To show Available Spiders:
scrapy list
To crawl the International Hub for SCP Items and save to a custom location:
scrapy crawl scp_int -o scp_international_items.json
There are two types of content downloaded- SCP Items and SCP Tales.
All content (both SCP Items and Tales) contain the following:
- URL
- Title
- Rating
- Tags
- History- revision ID, date, author, and comment.
- Raw Content (the HTML for the story or item, without the site navigation and other boilerplate)

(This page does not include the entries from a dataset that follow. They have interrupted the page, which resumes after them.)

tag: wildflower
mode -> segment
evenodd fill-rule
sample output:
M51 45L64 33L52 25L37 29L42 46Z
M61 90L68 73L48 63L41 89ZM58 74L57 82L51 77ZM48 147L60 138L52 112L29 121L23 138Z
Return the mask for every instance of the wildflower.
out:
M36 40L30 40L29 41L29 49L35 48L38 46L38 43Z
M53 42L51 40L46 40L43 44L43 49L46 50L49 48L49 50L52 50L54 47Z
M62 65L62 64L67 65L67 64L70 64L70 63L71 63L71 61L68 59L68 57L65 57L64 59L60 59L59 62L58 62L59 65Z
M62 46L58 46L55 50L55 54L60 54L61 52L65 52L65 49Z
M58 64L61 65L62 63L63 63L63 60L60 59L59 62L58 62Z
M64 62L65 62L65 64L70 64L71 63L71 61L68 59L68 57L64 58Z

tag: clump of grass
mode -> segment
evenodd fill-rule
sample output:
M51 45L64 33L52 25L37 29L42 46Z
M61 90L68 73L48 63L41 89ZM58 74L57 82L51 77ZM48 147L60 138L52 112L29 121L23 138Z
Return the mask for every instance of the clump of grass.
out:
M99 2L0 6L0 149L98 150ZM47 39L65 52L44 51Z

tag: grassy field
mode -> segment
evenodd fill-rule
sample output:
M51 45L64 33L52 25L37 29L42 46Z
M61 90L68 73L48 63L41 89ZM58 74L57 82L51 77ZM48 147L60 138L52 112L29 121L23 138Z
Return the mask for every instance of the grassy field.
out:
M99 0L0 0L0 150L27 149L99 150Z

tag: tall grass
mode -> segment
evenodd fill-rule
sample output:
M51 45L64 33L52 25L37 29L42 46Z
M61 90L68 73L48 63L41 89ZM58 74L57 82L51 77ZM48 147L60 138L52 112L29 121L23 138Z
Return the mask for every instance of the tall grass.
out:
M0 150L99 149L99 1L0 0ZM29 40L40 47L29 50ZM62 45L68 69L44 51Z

In addition the SCP Items include:
- SCP Identifier (ie, SCP-3000)
- SCP Number (if available)
- SCP Series
- 1-5 (with built in support for future published series)
- joke, explained, and decommissioned
- Generic International (from the main site)
- Specific Nationality Tag (from the international hub)
The crawler generates a series of json files containing an array of objects representing each crawled item.
File | Source | Type | Target |
---|---|---|---|
goi.json | Main | Tale | goi |
scp_items.json | Main | Item | scp |
scp_titles.json | Main | Title | scp |
scp_hubs.json | Main | Hub | scp |
scp_tales.json | Main | Tale | scp |
scp_int.json | International | Item | scp_int |
scp_int_titles.json | International | Title | scp_int |
scp_int_tales.json | International | Tale | scp_int |
Running make TARGET
(such as make goi
or make scp
) will generate the site specific files. Running make data
will fill in any missing files.
To regenerate all files run make fresh
.
The postproc system takes the Titles, Hubs, Items, and Tales and uses them to generate a comprehensive set of objects. It combines and cross references data and expands on the data already there.
Text content on the SCP Wikis is available under the CC BY-SA 3.0 license.
This project does not download images.